My favorite episode of TZ is still “The Obsolete Man” featuring Burgess Meredith whose four appearances in the series were all above par (my wife says I’m gradually becoming Henry Bemis). Anyway, “The Obsolete Man” is interesting for two reasons.

First, is its riff on totalitarian states. Meredith’s character, Romney Wordsworth, is proclaimed obsolete by a faceless but powerful bureacracy and sentenced to death. By the end of the episode, Wordsworth achieves a pyrrhic victory against his oppressors — managing to take along his primary persecutor but not, apparently, effecting any real change in the system (which is, perhaps, accurate with respect to the difficulty in altering totalitarian systems, but not, alas, a message of hope). The episode concludes with a Rod Serling voice-over saying,

Any state, any entity, any ideology that fails to recognize the dignity, the worth, the rights of man . . . that state is obsolete.

But the reality, of course, is that totalitarian states and ideologies can survive for extraordinarily long periods of time without becoming strictly obsolete.

The second, and even more shocking, aspect of the episode is Wordsworth’s explicit Christian faith.

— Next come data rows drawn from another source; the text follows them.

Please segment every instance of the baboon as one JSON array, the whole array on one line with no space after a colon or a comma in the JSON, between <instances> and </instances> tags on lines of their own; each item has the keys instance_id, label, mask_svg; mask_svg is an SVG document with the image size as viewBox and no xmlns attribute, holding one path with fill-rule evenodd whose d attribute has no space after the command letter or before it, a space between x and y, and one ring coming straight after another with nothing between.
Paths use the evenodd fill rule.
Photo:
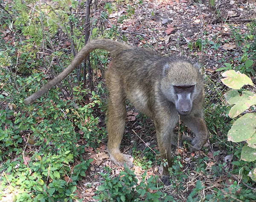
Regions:
<instances>
[{"instance_id":1,"label":"baboon","mask_svg":"<svg viewBox=\"0 0 256 202\"><path fill-rule=\"evenodd\" d=\"M70 74L92 51L106 50L113 58L105 74L109 91L108 150L116 164L133 166L119 147L129 100L154 121L161 156L172 163L172 145L176 144L173 129L180 120L195 133L191 150L201 150L208 138L203 114L204 91L198 67L185 58L163 56L155 52L132 47L110 40L94 40L78 53L63 72L24 100L32 103ZM164 176L168 174L164 167Z\"/></svg>"}]
</instances>

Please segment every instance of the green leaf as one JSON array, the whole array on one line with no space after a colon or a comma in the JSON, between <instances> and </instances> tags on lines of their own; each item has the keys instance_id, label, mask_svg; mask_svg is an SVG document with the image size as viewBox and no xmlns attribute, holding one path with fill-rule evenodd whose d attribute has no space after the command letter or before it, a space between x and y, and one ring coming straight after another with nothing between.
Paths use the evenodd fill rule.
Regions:
<instances>
[{"instance_id":1,"label":"green leaf","mask_svg":"<svg viewBox=\"0 0 256 202\"><path fill-rule=\"evenodd\" d=\"M227 66L230 70L231 70L232 69L232 66L231 66L231 64L230 64L229 63L224 63L224 65Z\"/></svg>"},{"instance_id":2,"label":"green leaf","mask_svg":"<svg viewBox=\"0 0 256 202\"><path fill-rule=\"evenodd\" d=\"M238 142L254 139L256 113L247 113L237 119L228 132L227 140Z\"/></svg>"},{"instance_id":3,"label":"green leaf","mask_svg":"<svg viewBox=\"0 0 256 202\"><path fill-rule=\"evenodd\" d=\"M53 194L53 193L55 192L55 188L54 187L52 188L49 188L47 190L50 196L52 196L52 194Z\"/></svg>"},{"instance_id":4,"label":"green leaf","mask_svg":"<svg viewBox=\"0 0 256 202\"><path fill-rule=\"evenodd\" d=\"M202 188L202 184L200 180L196 181L196 183L195 183L195 188L197 189L201 189Z\"/></svg>"},{"instance_id":5,"label":"green leaf","mask_svg":"<svg viewBox=\"0 0 256 202\"><path fill-rule=\"evenodd\" d=\"M242 149L241 160L251 162L256 160L256 149L244 145Z\"/></svg>"},{"instance_id":6,"label":"green leaf","mask_svg":"<svg viewBox=\"0 0 256 202\"><path fill-rule=\"evenodd\" d=\"M103 191L105 190L105 187L103 185L100 185L98 187L98 190L99 191Z\"/></svg>"},{"instance_id":7,"label":"green leaf","mask_svg":"<svg viewBox=\"0 0 256 202\"><path fill-rule=\"evenodd\" d=\"M61 176L58 172L54 171L53 172L53 176L55 177L56 177L58 179L59 179L61 178Z\"/></svg>"},{"instance_id":8,"label":"green leaf","mask_svg":"<svg viewBox=\"0 0 256 202\"><path fill-rule=\"evenodd\" d=\"M243 91L240 96L236 90L231 89L227 92L224 96L229 104L235 104L229 112L229 115L230 118L237 116L256 104L256 95L247 90Z\"/></svg>"},{"instance_id":9,"label":"green leaf","mask_svg":"<svg viewBox=\"0 0 256 202\"><path fill-rule=\"evenodd\" d=\"M226 77L221 79L222 83L233 89L238 90L244 85L253 85L250 78L244 74L241 74L240 72L228 70L222 73L221 75L223 77Z\"/></svg>"},{"instance_id":10,"label":"green leaf","mask_svg":"<svg viewBox=\"0 0 256 202\"><path fill-rule=\"evenodd\" d=\"M255 182L256 182L256 168L254 168L251 170L249 173L248 176Z\"/></svg>"},{"instance_id":11,"label":"green leaf","mask_svg":"<svg viewBox=\"0 0 256 202\"><path fill-rule=\"evenodd\" d=\"M140 197L143 197L146 193L146 190L145 189L140 189L137 191L137 192L140 194Z\"/></svg>"},{"instance_id":12,"label":"green leaf","mask_svg":"<svg viewBox=\"0 0 256 202\"><path fill-rule=\"evenodd\" d=\"M246 62L245 62L245 63L244 64L244 66L245 66L246 68L247 68L251 66L253 64L253 61L251 60L247 60Z\"/></svg>"},{"instance_id":13,"label":"green leaf","mask_svg":"<svg viewBox=\"0 0 256 202\"><path fill-rule=\"evenodd\" d=\"M121 197L120 197L120 198L121 199L121 200L122 200L122 201L123 201L123 202L125 201L125 196L124 195L121 196Z\"/></svg>"}]
</instances>

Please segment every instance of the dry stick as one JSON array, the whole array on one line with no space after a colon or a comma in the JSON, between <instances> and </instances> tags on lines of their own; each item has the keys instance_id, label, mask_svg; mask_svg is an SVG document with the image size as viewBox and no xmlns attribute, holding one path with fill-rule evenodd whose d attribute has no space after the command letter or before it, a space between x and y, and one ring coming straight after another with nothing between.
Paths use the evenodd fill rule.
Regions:
<instances>
[{"instance_id":1,"label":"dry stick","mask_svg":"<svg viewBox=\"0 0 256 202\"><path fill-rule=\"evenodd\" d=\"M238 178L237 178L237 177L236 177L235 176L234 176L234 175L230 173L229 173L230 176L231 177L232 177L233 178L234 178L236 180L237 180L238 181L240 181L239 179L238 179ZM242 183L243 184L243 185L244 186L245 186L245 187L247 187L247 188L249 188L249 189L250 189L252 190L253 190L254 191L256 191L256 189L255 189L254 188L253 188L252 187L250 187L250 186L249 186L248 185L247 185L246 184L245 184L244 182L243 182L242 181L240 181L240 182L241 183Z\"/></svg>"},{"instance_id":2,"label":"dry stick","mask_svg":"<svg viewBox=\"0 0 256 202\"><path fill-rule=\"evenodd\" d=\"M149 147L149 146L148 146L148 144L146 144L146 143L145 143L145 142L144 141L144 140L143 140L143 139L141 139L141 138L139 136L139 135L138 135L138 134L137 134L136 133L136 132L135 131L134 131L134 130L133 129L132 129L131 130L133 131L133 132L134 132L134 133L135 133L135 134L136 134L136 135L137 135L137 136L138 137L139 137L139 138L140 138L140 140L141 140L141 141L142 141L143 142L143 143L145 144L145 145L146 145L147 147L148 147L148 148L149 148L150 149L150 150L151 150L151 151L152 151L152 152L153 152L153 153L154 153L154 154L156 155L156 156L157 156L157 153L155 153L155 151L154 151L154 150L153 150L152 149L152 148L151 148L150 147ZM163 160L163 159L162 159L162 158L161 158L161 156L159 156L159 158L160 158L160 159L161 159L161 161L162 161L163 162L165 162L165 161L164 161L164 160Z\"/></svg>"},{"instance_id":3,"label":"dry stick","mask_svg":"<svg viewBox=\"0 0 256 202\"><path fill-rule=\"evenodd\" d=\"M84 45L89 42L90 36L90 0L86 0L86 16L85 16L85 27L84 28ZM87 69L86 67L87 66ZM93 90L93 72L90 60L90 55L88 55L84 60L84 84L83 88L86 87L86 73L89 75L89 82L90 83L91 90Z\"/></svg>"},{"instance_id":4,"label":"dry stick","mask_svg":"<svg viewBox=\"0 0 256 202\"><path fill-rule=\"evenodd\" d=\"M117 3L117 5L118 5L118 6L117 6L117 16L116 16L116 30L115 30L115 37L114 38L115 40L116 39L116 31L117 31L117 21L118 21L118 17L119 17L118 16L118 13L119 12L119 0L118 0L118 2Z\"/></svg>"},{"instance_id":5,"label":"dry stick","mask_svg":"<svg viewBox=\"0 0 256 202\"><path fill-rule=\"evenodd\" d=\"M52 200L52 202L54 202L54 201L52 199L52 198L51 198L51 196L49 196L49 195L48 194L48 193L47 193L47 192L46 191L46 190L45 190L44 188L43 187L43 186L39 183L39 182L38 180L35 177L35 176L34 176L34 174L33 174L32 170L31 170L31 169L30 169L30 168L29 166L29 165L28 165L28 163L27 163L27 161L26 161L25 160L25 156L24 155L24 153L25 153L25 150L26 150L26 147L27 147L27 146L28 145L28 143L29 142L29 136L30 136L30 133L29 133L29 136L28 136L28 138L27 138L27 139L26 142L26 145L25 146L25 148L24 148L24 150L23 150L23 152L22 153L22 158L23 158L23 160L24 161L24 163L26 163L26 164L24 163L24 164L25 164L27 166L27 167L28 167L28 168L29 169L29 173L30 173L30 174L32 176L33 176L33 177L34 177L34 178L35 179L35 181L37 182L38 183L38 185L39 185L39 186L40 186L40 187L41 187L41 188L42 188L42 189L44 191L44 192L45 192L45 193L46 193L47 194L47 195L48 196L50 199L51 199L51 200ZM34 185L34 186L35 186L35 185Z\"/></svg>"},{"instance_id":6,"label":"dry stick","mask_svg":"<svg viewBox=\"0 0 256 202\"><path fill-rule=\"evenodd\" d=\"M125 31L121 31L120 32L121 33L127 33L127 34L134 34L134 35L140 35L140 36L142 36L143 37L146 37L146 36L145 35L143 35L143 34L140 34L139 33L137 33L137 32L125 32Z\"/></svg>"},{"instance_id":7,"label":"dry stick","mask_svg":"<svg viewBox=\"0 0 256 202\"><path fill-rule=\"evenodd\" d=\"M176 11L176 10L175 9L174 9L173 8L173 7L172 7L172 6L171 6L171 4L170 4L169 3L169 2L167 2L167 1L166 1L166 0L165 0L165 1L165 1L165 2L166 2L166 3L167 3L168 5L168 6L170 6L170 8L171 8L171 9L172 9L172 10L173 10L173 11L175 11L175 12L176 13L178 13L178 14L180 14L180 15L183 15L183 16L184 16L184 14L182 14L182 13L180 13L180 12L177 12L177 11Z\"/></svg>"}]
</instances>

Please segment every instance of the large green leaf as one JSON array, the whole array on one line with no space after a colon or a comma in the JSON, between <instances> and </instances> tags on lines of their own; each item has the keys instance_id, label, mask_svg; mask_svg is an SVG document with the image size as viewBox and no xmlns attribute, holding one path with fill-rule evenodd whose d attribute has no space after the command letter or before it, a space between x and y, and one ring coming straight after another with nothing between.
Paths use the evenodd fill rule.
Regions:
<instances>
[{"instance_id":1,"label":"large green leaf","mask_svg":"<svg viewBox=\"0 0 256 202\"><path fill-rule=\"evenodd\" d=\"M226 77L221 80L222 83L233 89L239 90L244 85L253 85L249 77L244 74L241 74L240 72L228 70L222 73L221 75L223 77Z\"/></svg>"},{"instance_id":2,"label":"large green leaf","mask_svg":"<svg viewBox=\"0 0 256 202\"><path fill-rule=\"evenodd\" d=\"M235 121L228 132L227 139L236 142L247 141L255 145L256 127L256 113L246 114Z\"/></svg>"},{"instance_id":3,"label":"large green leaf","mask_svg":"<svg viewBox=\"0 0 256 202\"><path fill-rule=\"evenodd\" d=\"M241 160L248 162L256 160L256 149L244 145L242 149Z\"/></svg>"},{"instance_id":4,"label":"large green leaf","mask_svg":"<svg viewBox=\"0 0 256 202\"><path fill-rule=\"evenodd\" d=\"M240 96L237 90L231 89L227 92L224 96L229 104L235 104L229 113L230 118L237 116L252 105L256 104L256 95L247 90L243 91Z\"/></svg>"},{"instance_id":5,"label":"large green leaf","mask_svg":"<svg viewBox=\"0 0 256 202\"><path fill-rule=\"evenodd\" d=\"M253 168L250 171L248 176L254 182L256 182L256 168Z\"/></svg>"}]
</instances>

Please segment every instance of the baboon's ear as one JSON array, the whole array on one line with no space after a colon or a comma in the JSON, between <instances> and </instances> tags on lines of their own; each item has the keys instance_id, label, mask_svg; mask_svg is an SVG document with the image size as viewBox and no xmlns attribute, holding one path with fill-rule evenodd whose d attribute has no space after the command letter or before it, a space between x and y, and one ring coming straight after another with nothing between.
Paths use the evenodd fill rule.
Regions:
<instances>
[{"instance_id":1,"label":"baboon's ear","mask_svg":"<svg viewBox=\"0 0 256 202\"><path fill-rule=\"evenodd\" d=\"M198 62L195 62L195 63L194 63L194 65L195 65L195 66L196 66L196 67L197 67L198 69L200 70L201 71L201 64L199 63Z\"/></svg>"},{"instance_id":2,"label":"baboon's ear","mask_svg":"<svg viewBox=\"0 0 256 202\"><path fill-rule=\"evenodd\" d=\"M166 76L167 75L167 73L168 72L168 71L170 69L170 66L169 66L169 64L168 63L166 63L164 66L163 70L163 76Z\"/></svg>"}]
</instances>

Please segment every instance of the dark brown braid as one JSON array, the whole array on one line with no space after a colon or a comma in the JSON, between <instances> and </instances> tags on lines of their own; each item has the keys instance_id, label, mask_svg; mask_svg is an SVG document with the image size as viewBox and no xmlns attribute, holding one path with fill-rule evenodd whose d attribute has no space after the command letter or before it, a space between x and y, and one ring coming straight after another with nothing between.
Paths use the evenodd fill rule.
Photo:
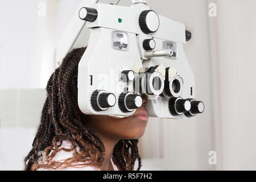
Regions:
<instances>
[{"instance_id":1,"label":"dark brown braid","mask_svg":"<svg viewBox=\"0 0 256 182\"><path fill-rule=\"evenodd\" d=\"M102 164L104 144L95 133L84 126L86 115L77 105L78 65L85 49L77 48L69 52L49 79L40 125L32 148L24 159L25 170L88 166L99 167ZM71 148L59 148L64 140L71 142ZM113 160L119 169L133 170L137 159L137 170L141 168L138 142L138 139L121 140L115 145ZM63 162L53 161L52 158L61 150L74 151L73 157ZM47 158L46 163L39 164L40 156L38 154L41 151L44 151ZM75 164L78 162L83 164Z\"/></svg>"}]
</instances>

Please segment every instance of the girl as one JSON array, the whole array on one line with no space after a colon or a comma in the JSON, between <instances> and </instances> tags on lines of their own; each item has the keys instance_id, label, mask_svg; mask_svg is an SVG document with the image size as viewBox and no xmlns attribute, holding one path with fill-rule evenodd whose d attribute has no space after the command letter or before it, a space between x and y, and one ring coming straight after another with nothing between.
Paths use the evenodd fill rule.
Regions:
<instances>
[{"instance_id":1,"label":"girl","mask_svg":"<svg viewBox=\"0 0 256 182\"><path fill-rule=\"evenodd\" d=\"M134 170L137 159L141 168L137 144L147 123L146 100L129 117L83 114L77 85L85 49L69 52L48 82L40 123L24 159L26 170Z\"/></svg>"}]
</instances>

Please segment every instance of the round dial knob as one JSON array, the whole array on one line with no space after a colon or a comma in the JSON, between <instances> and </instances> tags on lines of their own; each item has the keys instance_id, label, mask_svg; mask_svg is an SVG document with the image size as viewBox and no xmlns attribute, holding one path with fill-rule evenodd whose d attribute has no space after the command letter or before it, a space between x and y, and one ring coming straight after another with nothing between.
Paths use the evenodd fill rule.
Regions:
<instances>
[{"instance_id":1,"label":"round dial knob","mask_svg":"<svg viewBox=\"0 0 256 182\"><path fill-rule=\"evenodd\" d=\"M178 113L187 112L191 108L191 104L188 100L180 99L176 102L175 108Z\"/></svg>"},{"instance_id":2,"label":"round dial knob","mask_svg":"<svg viewBox=\"0 0 256 182\"><path fill-rule=\"evenodd\" d=\"M144 10L141 13L139 24L142 32L146 34L155 32L159 27L159 17L152 10Z\"/></svg>"},{"instance_id":3,"label":"round dial knob","mask_svg":"<svg viewBox=\"0 0 256 182\"><path fill-rule=\"evenodd\" d=\"M185 35L186 35L186 41L189 41L192 38L192 34L188 30L185 31Z\"/></svg>"},{"instance_id":4,"label":"round dial knob","mask_svg":"<svg viewBox=\"0 0 256 182\"><path fill-rule=\"evenodd\" d=\"M135 76L134 72L131 70L125 70L122 72L121 80L125 82L127 82L134 80Z\"/></svg>"},{"instance_id":5,"label":"round dial knob","mask_svg":"<svg viewBox=\"0 0 256 182\"><path fill-rule=\"evenodd\" d=\"M197 101L195 99L191 99L191 109L185 114L188 117L195 116L197 114L202 113L204 111L204 104L202 101Z\"/></svg>"},{"instance_id":6,"label":"round dial knob","mask_svg":"<svg viewBox=\"0 0 256 182\"><path fill-rule=\"evenodd\" d=\"M145 39L143 41L143 46L145 51L152 50L156 46L155 41L153 39Z\"/></svg>"},{"instance_id":7,"label":"round dial knob","mask_svg":"<svg viewBox=\"0 0 256 182\"><path fill-rule=\"evenodd\" d=\"M115 96L114 94L105 90L96 90L90 98L92 107L97 111L106 110L115 104Z\"/></svg>"},{"instance_id":8,"label":"round dial knob","mask_svg":"<svg viewBox=\"0 0 256 182\"><path fill-rule=\"evenodd\" d=\"M142 105L142 98L139 94L131 92L122 93L118 98L118 105L123 113L131 112Z\"/></svg>"},{"instance_id":9,"label":"round dial knob","mask_svg":"<svg viewBox=\"0 0 256 182\"><path fill-rule=\"evenodd\" d=\"M98 17L96 9L90 7L82 7L79 11L79 18L85 21L94 22Z\"/></svg>"},{"instance_id":10,"label":"round dial knob","mask_svg":"<svg viewBox=\"0 0 256 182\"><path fill-rule=\"evenodd\" d=\"M171 97L169 100L169 110L173 115L181 115L189 111L191 108L191 104L188 100Z\"/></svg>"}]
</instances>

Wordsworth is declared obsolete because there he is a librarian and there are no more books. His persecutor compares being a librarian to being a priest — the state has proven there is no God, so there is no need for priests. Wordsworth responds that there is a god, prompting his presecutor to yell,

The State has proven that there is no God!

Wordsworth replies,

You cannot erase God with an edict.

Later, when luring his persecutor into a trap, Wordsworth reads from a Bible he has hidden and treats his persecutor to Psalm 53:1.

I don’t think you’d ever see anything like that anywhere near network television these days (I certainly don’t remember ever seeing anything like it in my decades of obssessive-compulsive television watching). The universal pop culture shibboleth is that the religious person is generally the enemy of freedom — or granola enough not to actually hold any ideas that might make the audience uncomfortable.